El Mezcal

The Mezcal

For all bad Mezcal, for all good too!

Mezcal is obtained from the distillation of a plant called maguey or agave. The agave is one of the few vegetables that provide man with home, clothing, sustenance and health. Archaeological evidence indicates that more than 10,000 years ago nomadic and semi-nomadic groups used different types of agave for fiber extraction and as food.

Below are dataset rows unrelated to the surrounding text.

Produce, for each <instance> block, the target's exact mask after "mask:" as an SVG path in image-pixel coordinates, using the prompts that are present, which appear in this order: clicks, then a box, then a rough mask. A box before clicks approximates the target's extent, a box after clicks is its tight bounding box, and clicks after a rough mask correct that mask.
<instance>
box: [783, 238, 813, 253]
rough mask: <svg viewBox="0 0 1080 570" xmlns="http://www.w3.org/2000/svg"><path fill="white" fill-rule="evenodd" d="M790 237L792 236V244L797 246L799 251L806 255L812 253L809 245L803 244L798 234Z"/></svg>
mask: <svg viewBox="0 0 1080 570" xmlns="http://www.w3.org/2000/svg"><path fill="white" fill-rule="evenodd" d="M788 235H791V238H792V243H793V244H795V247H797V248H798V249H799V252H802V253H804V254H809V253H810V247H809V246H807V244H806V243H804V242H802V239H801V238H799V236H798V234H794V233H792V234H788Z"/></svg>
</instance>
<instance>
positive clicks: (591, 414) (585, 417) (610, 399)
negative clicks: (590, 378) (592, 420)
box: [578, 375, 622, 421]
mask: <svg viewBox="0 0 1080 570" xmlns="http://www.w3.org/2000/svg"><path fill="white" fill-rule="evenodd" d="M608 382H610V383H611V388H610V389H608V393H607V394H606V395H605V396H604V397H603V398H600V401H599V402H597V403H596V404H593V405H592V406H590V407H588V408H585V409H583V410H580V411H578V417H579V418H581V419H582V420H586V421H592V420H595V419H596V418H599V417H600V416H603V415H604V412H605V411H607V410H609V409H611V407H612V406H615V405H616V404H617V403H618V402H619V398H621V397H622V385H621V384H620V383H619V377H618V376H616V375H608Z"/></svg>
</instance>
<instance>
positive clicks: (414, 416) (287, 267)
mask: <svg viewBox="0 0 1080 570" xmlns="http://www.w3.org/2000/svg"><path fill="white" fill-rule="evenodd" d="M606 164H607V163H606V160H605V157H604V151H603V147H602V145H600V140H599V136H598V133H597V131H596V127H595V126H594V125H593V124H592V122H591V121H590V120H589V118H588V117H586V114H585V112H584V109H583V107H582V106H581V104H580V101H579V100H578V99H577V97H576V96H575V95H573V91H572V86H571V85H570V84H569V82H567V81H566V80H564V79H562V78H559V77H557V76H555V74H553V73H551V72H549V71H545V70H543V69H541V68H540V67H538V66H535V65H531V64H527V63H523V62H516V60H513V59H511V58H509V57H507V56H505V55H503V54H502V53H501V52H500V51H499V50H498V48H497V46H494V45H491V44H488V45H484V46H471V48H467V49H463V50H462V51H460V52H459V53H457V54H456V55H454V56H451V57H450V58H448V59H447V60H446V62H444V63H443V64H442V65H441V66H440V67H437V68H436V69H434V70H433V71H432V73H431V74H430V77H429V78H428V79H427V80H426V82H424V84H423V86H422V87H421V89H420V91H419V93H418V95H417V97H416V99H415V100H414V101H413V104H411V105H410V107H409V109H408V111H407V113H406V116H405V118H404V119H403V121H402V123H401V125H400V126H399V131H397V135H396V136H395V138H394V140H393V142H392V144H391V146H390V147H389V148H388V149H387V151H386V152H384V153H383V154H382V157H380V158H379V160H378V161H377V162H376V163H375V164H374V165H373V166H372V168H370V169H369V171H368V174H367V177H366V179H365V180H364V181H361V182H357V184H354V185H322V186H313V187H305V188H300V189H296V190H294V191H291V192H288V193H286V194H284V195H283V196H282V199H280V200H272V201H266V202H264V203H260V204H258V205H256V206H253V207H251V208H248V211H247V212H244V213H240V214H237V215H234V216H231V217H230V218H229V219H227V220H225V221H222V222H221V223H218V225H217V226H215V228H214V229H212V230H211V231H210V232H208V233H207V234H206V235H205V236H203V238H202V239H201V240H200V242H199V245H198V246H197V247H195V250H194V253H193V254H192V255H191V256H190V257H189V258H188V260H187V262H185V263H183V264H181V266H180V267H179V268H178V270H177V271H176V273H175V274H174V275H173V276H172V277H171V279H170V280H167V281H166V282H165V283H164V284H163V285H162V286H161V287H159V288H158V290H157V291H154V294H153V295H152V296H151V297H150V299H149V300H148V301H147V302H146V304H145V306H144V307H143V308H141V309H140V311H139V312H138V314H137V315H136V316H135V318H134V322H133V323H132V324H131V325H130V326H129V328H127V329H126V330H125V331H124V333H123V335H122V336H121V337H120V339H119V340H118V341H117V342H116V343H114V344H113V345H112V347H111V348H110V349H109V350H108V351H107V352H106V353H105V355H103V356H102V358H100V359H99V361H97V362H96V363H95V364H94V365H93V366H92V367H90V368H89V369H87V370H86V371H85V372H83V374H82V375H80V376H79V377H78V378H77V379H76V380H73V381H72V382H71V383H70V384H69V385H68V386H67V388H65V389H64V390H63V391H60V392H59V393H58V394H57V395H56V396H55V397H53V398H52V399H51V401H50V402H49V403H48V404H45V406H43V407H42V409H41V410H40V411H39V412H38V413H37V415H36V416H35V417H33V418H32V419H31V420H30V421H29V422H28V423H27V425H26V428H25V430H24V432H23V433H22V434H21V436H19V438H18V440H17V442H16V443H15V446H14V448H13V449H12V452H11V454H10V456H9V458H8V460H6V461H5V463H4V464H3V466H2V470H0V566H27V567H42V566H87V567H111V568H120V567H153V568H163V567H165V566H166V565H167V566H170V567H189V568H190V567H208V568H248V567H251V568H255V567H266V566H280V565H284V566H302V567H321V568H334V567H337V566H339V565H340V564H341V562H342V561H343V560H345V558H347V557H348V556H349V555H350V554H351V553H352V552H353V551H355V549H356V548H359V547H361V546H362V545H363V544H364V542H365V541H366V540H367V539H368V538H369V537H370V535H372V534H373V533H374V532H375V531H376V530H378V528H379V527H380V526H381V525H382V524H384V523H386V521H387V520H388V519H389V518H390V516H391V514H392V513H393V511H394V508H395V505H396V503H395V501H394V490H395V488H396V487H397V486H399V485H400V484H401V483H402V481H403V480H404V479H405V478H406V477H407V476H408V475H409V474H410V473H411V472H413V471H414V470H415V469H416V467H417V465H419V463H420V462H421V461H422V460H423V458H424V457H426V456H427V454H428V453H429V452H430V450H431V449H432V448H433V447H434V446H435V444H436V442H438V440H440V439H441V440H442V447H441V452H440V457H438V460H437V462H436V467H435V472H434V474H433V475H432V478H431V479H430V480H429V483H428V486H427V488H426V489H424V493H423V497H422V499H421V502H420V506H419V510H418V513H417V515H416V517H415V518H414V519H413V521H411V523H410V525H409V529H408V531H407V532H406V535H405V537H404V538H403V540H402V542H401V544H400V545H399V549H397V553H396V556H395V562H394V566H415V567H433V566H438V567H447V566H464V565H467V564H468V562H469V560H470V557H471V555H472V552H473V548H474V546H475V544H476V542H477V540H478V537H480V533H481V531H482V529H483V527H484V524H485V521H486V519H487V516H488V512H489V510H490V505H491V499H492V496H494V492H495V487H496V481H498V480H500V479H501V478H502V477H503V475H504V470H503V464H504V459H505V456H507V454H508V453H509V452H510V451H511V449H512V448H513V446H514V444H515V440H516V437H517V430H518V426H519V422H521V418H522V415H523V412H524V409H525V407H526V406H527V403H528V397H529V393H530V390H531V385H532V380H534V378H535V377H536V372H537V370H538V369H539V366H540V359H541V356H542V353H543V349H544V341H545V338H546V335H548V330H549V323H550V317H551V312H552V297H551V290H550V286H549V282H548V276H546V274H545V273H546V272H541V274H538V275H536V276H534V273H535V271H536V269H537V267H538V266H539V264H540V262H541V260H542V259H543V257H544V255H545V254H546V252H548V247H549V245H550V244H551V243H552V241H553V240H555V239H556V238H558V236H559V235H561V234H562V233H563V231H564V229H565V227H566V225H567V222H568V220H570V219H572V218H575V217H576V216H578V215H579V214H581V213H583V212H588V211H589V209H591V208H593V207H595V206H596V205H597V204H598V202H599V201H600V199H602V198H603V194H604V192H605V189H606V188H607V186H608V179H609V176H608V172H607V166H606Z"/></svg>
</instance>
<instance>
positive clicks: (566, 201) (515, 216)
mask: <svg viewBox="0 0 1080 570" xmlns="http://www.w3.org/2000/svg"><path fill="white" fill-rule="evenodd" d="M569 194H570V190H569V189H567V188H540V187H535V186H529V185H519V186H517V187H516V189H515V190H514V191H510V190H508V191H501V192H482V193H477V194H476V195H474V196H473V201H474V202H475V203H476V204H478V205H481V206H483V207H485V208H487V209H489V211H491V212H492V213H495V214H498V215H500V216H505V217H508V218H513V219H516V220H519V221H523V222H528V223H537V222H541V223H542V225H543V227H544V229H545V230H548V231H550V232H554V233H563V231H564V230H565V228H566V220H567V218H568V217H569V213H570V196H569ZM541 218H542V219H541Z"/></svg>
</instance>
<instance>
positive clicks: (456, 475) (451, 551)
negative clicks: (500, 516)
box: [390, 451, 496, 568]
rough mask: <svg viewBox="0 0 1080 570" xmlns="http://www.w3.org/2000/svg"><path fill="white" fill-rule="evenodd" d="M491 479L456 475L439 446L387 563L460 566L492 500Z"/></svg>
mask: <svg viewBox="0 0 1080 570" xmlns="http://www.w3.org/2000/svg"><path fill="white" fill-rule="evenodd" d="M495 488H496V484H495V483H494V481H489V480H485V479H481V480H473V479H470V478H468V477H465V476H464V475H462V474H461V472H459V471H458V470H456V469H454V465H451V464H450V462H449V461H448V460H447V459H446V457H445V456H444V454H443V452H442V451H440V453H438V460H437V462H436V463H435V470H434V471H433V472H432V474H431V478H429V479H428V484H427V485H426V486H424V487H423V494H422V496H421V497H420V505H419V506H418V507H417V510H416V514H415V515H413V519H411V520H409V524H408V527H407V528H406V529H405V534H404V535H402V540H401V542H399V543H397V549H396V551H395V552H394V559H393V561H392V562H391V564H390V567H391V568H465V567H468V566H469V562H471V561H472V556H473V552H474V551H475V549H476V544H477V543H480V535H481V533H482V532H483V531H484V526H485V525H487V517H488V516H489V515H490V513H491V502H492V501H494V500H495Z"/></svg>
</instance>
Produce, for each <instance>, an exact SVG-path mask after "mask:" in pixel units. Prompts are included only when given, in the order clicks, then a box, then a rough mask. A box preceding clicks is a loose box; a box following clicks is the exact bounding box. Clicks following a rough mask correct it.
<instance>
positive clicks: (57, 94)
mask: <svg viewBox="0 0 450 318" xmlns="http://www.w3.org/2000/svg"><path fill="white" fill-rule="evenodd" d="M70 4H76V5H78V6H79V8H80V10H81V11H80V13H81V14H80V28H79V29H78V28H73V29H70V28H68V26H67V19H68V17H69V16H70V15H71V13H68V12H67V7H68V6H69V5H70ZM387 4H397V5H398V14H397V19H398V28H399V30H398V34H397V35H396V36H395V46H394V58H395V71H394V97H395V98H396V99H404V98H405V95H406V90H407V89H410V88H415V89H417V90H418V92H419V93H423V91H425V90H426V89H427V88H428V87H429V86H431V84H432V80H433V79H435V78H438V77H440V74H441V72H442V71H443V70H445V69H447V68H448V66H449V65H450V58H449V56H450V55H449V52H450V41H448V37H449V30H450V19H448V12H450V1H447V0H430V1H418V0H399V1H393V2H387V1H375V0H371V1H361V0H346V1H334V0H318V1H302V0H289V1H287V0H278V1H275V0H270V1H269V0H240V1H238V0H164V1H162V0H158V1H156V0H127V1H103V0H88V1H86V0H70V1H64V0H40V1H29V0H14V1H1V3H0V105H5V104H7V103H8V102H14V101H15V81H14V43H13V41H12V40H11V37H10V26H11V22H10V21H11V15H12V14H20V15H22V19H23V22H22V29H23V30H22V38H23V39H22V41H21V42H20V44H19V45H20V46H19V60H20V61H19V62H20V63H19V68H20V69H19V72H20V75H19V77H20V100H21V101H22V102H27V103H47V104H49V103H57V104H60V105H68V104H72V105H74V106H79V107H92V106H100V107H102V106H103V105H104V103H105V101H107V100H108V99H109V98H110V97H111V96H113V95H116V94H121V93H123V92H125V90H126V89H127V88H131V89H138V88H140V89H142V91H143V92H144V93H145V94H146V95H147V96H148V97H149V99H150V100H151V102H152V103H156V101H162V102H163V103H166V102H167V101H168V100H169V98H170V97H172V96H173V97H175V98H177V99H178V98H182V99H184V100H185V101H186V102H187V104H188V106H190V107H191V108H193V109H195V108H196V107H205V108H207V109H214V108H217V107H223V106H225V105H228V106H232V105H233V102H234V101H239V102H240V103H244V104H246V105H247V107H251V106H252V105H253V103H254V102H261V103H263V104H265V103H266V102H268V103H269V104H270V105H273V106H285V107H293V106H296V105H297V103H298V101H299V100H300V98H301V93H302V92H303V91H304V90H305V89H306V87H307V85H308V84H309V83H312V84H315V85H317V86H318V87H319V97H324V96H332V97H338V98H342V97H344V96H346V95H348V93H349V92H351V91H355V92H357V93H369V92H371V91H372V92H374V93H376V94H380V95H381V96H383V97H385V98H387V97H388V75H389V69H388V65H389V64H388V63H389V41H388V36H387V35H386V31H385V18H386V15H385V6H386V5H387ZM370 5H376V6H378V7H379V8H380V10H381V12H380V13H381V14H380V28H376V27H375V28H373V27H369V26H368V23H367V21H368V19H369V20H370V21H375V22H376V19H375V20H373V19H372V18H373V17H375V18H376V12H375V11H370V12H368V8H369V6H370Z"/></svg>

For the production of mezcal, the following steps are followed:

  1. Jima: When the plant reaches maturity, the jimadores collect the agave.
  2. Cooking: This is where mezcal receives its characteristic smoky profile. Certain woods are chosen to heat the stones and cook the agave, and in this process the nuances are acquired. The ocote, for example, gives a very strong profile, and the oak makes lighter drinks.
  3. Grinding: The agave is ground with axes, mallets, Egyptian mills or tahonas. With this the wild natural yeasts are activated.
  4. Fermentation: The drink is fermented in wooden, skin stone or stainless steel vats. In this process, the sugars are transformed and provide different bacteria that give mezcal its character.
  5. Distillation: Mezcal is concentrated in stills and goes through two distillation stages. It is the most careful stage, since the mezcal master must take care not to leave certain chemical parameters so as not to modify the flavor.
  6. Bottling: Many They bottle their distillates when the sun's energy is at its highest.

Classification of Mezcal according to its aging

Depending on the type and storage period, mezcal is classified into:

Young Mezcal:

Colorless mezcal that did not have any process after being distilled.

Mezcal Reposado :

Mezcal that remains between 2 and 12 months in barrels, in a space with minimal variations in brightness, temperature and humidity.

Mezcal Añejo :

This mezcal must remain in the barrel for more than 12 months with minimal variations in light, temperature and humidity.

Mezcal Matured in glass :

This mezcal is normally matured in glass containers underground and for at least 12 months.

Types of agave

More than 15 types of agave are used to make mezcal, including the following:

  • Ash: Rich in aroma and flavors. It is also used to make pulque.
  • Coyote: This agave gives a robust and intense mezcal. It is not highly recommended to start in the world of this distillate, but it is an essential in the cellars of fans of this drink.
  • Cuishe: These mezcals have a complex character and delicate aromas.
  • Cupreata: Another ideal for those looking for a light mezcal. It is even slightly sweet.
  • Espadin: This agave is considered domesticated, unlike the others, which are wild. With a mild flavor, it is one of the noblest mezcals, and perhaps for that reason one of the most popular.
  • Estoquillo: It has a high amount of sugar, so it has very peculiar sweet flavors, which give a very fine balance to mezcal.
  • Tepezate: Here the alcohol is very palpable, so it is for strong tastes.
  • Tobalá: This is a soft drink, ideal for beginners.
  • When a mezcal has two or more types of maguey, it is called an ensemble.